Life insurers’ mixed market messages
Group life/risk has emerged as one of the few bright spots for insurers in the Dexx&r Life Analysis Report, with Individual Death, Total and Permanent Disablement (TPD) and Trauma sales all significantly down in the December quarter to levels not seen since 2012.
The life/risk sales data, released today, comes at the same time as the major life insurance companies face scrutiny by the Senate Economics References Committee and as the Australian Securities and Investments Commission (ASIC) examines procedures amid suggestions that company profitability has impacted claim-handling.
The Dexx&r data showed that sales of Lump Sum Risk products in the December 2015 quarter totalled $303 million, which it said represented a decrease of 20 per cent when compared with the September 2015 quarter and a decrease of one per cent on the $306 million recorded in the December 2014 quarter.

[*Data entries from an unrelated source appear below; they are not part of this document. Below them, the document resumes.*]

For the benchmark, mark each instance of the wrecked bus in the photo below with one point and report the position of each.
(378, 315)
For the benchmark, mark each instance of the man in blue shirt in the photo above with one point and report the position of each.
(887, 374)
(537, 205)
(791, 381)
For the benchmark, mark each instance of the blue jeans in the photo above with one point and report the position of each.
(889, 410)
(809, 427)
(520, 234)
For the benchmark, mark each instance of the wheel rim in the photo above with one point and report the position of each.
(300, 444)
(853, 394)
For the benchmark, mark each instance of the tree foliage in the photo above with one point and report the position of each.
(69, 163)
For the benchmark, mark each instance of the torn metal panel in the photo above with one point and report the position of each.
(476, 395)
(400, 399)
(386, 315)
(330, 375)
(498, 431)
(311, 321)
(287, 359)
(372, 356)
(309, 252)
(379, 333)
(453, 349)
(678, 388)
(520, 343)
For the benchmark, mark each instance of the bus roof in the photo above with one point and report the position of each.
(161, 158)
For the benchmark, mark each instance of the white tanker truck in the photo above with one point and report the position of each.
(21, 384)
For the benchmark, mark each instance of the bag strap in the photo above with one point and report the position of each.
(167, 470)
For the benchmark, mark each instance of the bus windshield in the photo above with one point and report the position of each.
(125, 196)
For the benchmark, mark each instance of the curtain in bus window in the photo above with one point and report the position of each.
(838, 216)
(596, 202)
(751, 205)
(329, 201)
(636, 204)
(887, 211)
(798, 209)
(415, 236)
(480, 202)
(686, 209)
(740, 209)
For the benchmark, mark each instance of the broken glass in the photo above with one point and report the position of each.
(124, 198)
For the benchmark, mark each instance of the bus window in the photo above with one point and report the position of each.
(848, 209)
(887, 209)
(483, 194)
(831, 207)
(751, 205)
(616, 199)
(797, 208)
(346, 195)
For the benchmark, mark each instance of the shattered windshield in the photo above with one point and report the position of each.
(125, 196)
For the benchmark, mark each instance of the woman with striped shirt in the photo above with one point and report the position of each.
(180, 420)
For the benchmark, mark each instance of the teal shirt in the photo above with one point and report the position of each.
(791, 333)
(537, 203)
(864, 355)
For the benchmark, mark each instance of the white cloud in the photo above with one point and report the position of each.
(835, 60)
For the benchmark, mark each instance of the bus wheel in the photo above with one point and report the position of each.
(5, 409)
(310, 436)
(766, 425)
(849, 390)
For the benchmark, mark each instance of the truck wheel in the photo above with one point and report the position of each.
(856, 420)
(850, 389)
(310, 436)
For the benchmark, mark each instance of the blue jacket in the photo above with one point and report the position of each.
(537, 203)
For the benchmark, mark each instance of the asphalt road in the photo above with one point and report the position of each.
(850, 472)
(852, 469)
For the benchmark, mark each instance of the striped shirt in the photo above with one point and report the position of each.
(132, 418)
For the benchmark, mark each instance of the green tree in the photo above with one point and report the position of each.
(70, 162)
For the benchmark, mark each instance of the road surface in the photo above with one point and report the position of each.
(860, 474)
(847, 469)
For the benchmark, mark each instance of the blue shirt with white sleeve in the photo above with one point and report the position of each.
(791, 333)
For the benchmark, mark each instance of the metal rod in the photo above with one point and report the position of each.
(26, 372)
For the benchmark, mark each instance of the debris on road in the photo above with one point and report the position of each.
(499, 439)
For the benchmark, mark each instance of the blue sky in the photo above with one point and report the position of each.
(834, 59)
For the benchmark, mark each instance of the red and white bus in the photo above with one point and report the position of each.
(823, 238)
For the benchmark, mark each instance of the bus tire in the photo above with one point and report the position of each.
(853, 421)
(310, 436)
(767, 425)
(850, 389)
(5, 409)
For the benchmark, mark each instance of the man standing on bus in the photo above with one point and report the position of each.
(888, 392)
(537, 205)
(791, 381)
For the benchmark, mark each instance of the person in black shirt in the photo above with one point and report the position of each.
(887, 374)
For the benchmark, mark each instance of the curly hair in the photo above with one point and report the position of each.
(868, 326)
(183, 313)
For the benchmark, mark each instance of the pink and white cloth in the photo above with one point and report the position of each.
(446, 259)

It said that for the year to December, 2015, new annual premiums of $1.28 billion were down on the $1.3 billion recorded during 2014 and were at a similar level to new annual premiums recorded for the 12 months ending December 2012.

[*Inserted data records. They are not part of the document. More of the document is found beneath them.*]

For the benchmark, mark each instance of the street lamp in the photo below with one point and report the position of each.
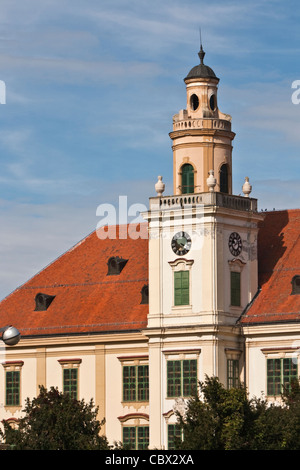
(11, 336)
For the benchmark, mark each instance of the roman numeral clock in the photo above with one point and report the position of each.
(235, 244)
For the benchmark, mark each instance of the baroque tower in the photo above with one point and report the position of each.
(202, 136)
(202, 258)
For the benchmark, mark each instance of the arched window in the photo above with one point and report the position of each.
(187, 179)
(224, 179)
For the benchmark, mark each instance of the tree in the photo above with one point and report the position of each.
(56, 421)
(221, 419)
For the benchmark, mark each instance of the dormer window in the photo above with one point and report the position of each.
(296, 285)
(145, 295)
(115, 265)
(43, 301)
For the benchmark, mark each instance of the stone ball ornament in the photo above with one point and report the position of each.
(11, 336)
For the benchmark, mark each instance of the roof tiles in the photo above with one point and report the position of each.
(86, 298)
(278, 263)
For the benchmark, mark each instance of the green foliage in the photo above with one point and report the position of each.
(55, 421)
(221, 419)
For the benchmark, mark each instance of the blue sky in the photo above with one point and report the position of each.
(91, 88)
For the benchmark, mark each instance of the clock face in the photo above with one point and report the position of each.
(181, 243)
(235, 244)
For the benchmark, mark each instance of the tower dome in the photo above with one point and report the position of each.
(201, 70)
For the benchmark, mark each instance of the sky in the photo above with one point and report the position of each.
(88, 90)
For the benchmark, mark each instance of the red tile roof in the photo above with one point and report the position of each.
(86, 299)
(278, 263)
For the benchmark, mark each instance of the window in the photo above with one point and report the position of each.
(181, 378)
(13, 382)
(115, 265)
(224, 179)
(70, 382)
(296, 285)
(12, 388)
(145, 295)
(232, 373)
(280, 372)
(235, 288)
(213, 102)
(194, 102)
(174, 433)
(181, 288)
(136, 383)
(136, 437)
(70, 376)
(43, 301)
(187, 179)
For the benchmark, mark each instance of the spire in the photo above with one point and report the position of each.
(201, 53)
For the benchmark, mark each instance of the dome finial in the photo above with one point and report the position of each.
(201, 53)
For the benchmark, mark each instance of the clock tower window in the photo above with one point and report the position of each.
(187, 179)
(181, 288)
(224, 179)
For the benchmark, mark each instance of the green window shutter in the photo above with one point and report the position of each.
(187, 179)
(70, 382)
(143, 383)
(235, 289)
(173, 379)
(189, 377)
(129, 383)
(13, 388)
(224, 179)
(174, 434)
(129, 437)
(232, 373)
(280, 373)
(289, 372)
(136, 383)
(181, 288)
(142, 437)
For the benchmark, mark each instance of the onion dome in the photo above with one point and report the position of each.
(201, 70)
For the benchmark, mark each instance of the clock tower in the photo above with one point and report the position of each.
(202, 258)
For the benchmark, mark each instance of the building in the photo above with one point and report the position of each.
(134, 316)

The analysis said that of the top 10 life companies only MLC, OnePath, TAL, Zurich and AIA recorded an increase in lump sum sales during 2015.
The better news came for insurers in terms of improving disability experience for those insurers in the group market, with total in-force Group Risk business increasing by 14 per cent to $6 billion over the 12 months to December 2015, up from $5.3 billion at December 2014.
The analysis said that over the year ending December 2015 all of the top 10 companies in the Group Risk market recorded increases in in-force group business with TAL regaining market leadership in the segment with a 27 per cent increase to $1.7 billion in in-force premiums following the insurer's appointment by Cbus.
It noted that the TAL Cbus mandate also elevated the status of reinsurer Pacific Life Re.